Understanding the technology use of younger generations can often appear as something that’s far out of reach from the world of older professionals. Unlike generations before, Millennials have grown up with immediate access to various forms of technology in an extremely pervasive media saturated society. The gap between generations in this way can be problematic for businesses attempting to market to a younger demographic. With the Youth Tech Briefing USA 2014 study, Voxburner is making an effort to bridge a gap in understanding between businesses and their targeted audience by interviewing over one thousand 16 to 24 year olds across the United States.

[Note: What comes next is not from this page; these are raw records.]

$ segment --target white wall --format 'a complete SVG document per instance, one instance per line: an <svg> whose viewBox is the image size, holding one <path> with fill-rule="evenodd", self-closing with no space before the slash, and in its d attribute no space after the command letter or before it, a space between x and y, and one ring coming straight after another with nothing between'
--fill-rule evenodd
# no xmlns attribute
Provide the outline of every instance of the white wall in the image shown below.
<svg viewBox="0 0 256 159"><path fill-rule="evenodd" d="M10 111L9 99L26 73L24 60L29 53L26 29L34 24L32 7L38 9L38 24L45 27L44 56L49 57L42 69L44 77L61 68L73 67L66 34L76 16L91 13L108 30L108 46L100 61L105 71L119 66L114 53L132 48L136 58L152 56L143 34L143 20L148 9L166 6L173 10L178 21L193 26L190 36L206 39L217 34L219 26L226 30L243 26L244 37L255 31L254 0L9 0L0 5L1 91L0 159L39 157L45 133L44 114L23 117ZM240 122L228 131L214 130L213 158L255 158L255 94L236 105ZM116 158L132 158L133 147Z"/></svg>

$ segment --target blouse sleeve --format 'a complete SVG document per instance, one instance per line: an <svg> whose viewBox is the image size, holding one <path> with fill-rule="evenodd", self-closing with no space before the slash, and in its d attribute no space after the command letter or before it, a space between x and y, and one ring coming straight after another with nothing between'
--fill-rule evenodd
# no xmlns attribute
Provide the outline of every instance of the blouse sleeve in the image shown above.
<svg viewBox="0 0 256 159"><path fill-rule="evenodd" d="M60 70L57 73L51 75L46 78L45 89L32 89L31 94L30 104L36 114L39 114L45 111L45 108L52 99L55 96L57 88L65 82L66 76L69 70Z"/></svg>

Through the study, Voxburner has presented some beneficial insights. Here are a few highlights on our tech savvy youth:
- Perhaps the most important discovery was also an unexpected one. Although extreme consumption of technology is replacing human interaction, young people are also very aware of this fact. This is a very different perspective than the prevailing idea of a complete tech-embracing era. According to the report, about 94% of those surveyed agree “people spend too much time on their phones and not enough time talking to each other.”
- An even more surprising statistic is when approximately 84% of the subjects agree that if they have children, they hope their kids won’t spend more time using technology than they currently do. These results show that there is a legitimate dependence on media, but young people are not necessarily happy about it. In fact, this study shows the distress from the subjects on the enslaving quality technology has embodied.

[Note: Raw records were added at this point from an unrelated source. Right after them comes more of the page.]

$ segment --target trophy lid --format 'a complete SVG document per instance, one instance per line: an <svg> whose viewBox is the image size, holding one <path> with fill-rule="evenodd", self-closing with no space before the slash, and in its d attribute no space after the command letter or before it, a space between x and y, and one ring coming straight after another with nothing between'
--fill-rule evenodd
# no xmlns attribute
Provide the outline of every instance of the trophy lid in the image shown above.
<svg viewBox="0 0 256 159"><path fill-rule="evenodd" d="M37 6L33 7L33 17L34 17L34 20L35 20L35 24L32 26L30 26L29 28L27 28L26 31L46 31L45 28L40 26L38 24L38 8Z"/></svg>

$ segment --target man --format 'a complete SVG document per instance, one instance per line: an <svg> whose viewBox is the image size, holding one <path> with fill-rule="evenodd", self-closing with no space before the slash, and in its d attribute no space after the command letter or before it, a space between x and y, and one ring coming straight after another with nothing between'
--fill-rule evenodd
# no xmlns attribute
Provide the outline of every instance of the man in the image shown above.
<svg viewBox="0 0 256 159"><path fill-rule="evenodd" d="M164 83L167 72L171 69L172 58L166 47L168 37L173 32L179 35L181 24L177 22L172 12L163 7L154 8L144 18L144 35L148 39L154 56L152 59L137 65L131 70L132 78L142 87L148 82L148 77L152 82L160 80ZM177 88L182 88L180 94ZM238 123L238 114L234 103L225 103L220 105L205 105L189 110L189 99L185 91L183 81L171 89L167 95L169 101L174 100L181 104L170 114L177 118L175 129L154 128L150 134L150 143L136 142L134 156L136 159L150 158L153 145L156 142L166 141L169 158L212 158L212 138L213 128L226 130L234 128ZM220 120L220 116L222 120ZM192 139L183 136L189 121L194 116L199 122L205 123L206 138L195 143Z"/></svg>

- With younger generations aware and actively voicing their concerns about cyberbullying approximately 56% agree that technology will “be used for evil rather than good.” When specifically asked whether or not the participants were cyberbullied online or subject to comments that they found upsetting, 42% of the female respondents said “yes.” Lastly, when it comes to “censorship and control” of the Internet, approximately 51% of the survey respondents agree there should be more.

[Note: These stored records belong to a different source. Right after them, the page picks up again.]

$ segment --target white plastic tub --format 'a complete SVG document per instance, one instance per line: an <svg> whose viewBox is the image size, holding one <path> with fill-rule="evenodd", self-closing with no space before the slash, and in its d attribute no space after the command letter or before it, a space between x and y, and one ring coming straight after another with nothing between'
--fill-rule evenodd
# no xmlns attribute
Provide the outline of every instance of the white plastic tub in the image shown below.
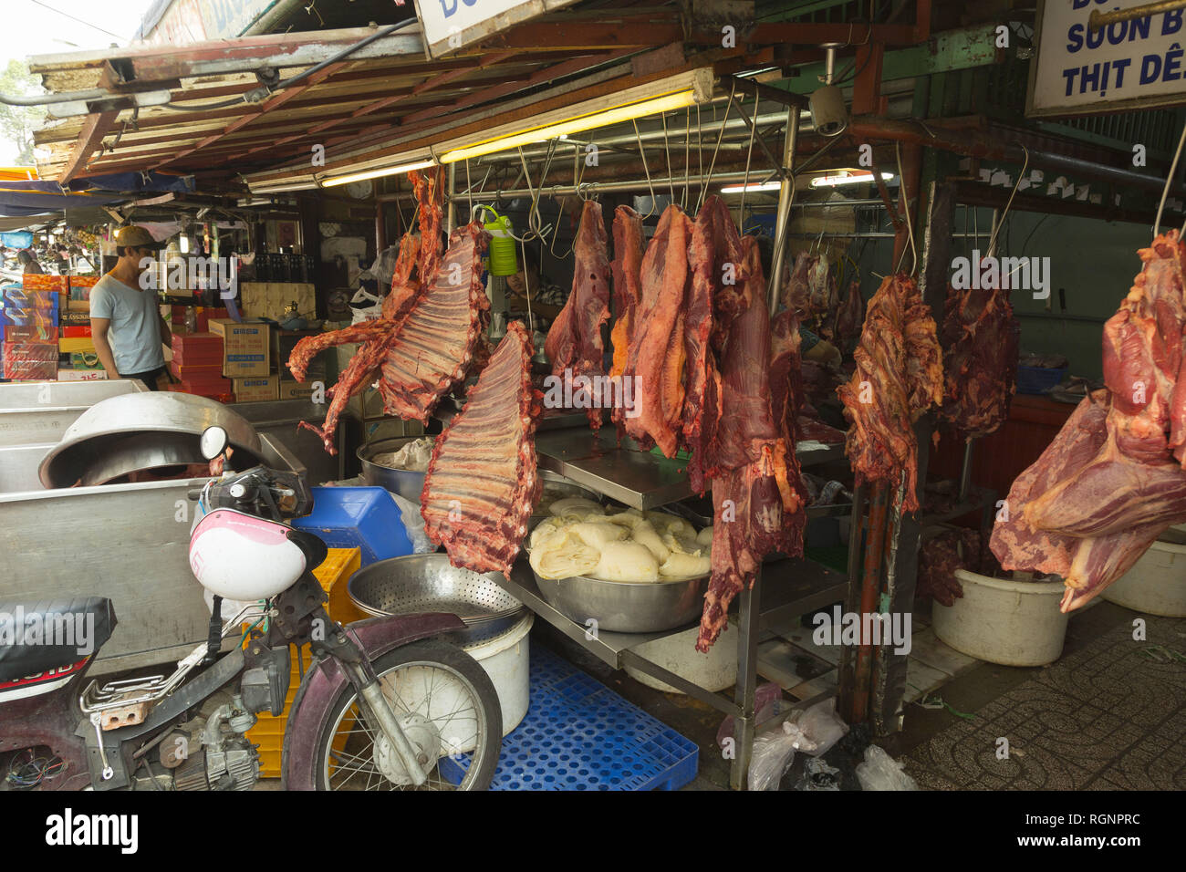
<svg viewBox="0 0 1186 872"><path fill-rule="evenodd" d="M969 656L1002 666L1045 666L1063 654L1069 616L1059 610L1064 586L1013 581L956 569L963 597L935 604L935 635Z"/></svg>
<svg viewBox="0 0 1186 872"><path fill-rule="evenodd" d="M504 635L467 645L464 650L482 663L486 675L495 682L498 692L498 705L503 709L503 736L519 725L527 717L528 696L531 681L528 632L535 623L535 615L528 612L522 620Z"/></svg>
<svg viewBox="0 0 1186 872"><path fill-rule="evenodd" d="M1186 545L1154 542L1099 597L1146 615L1186 618Z"/></svg>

It is now evident that the younger generation has a conflicting feeling toward technology where it is loved for it’s convenience and empowerment, but also criticized for its addictive qualities that make so many people dependent. Commenting on the Voxburner report, Dave Coplin, Chief Envisioning Officer at Microsoft stated about the findings, “The research shows some clear evidence that most young people are clearly putting technology in its place, using it to extend and enhance their lives but not becoming slaves to it as a result.”
Moving forward, companies will need to watch closely and gain a clearer understanding of how younger audiences include technology in their lives to determine the best ways to engage and create a better experience for young audiences.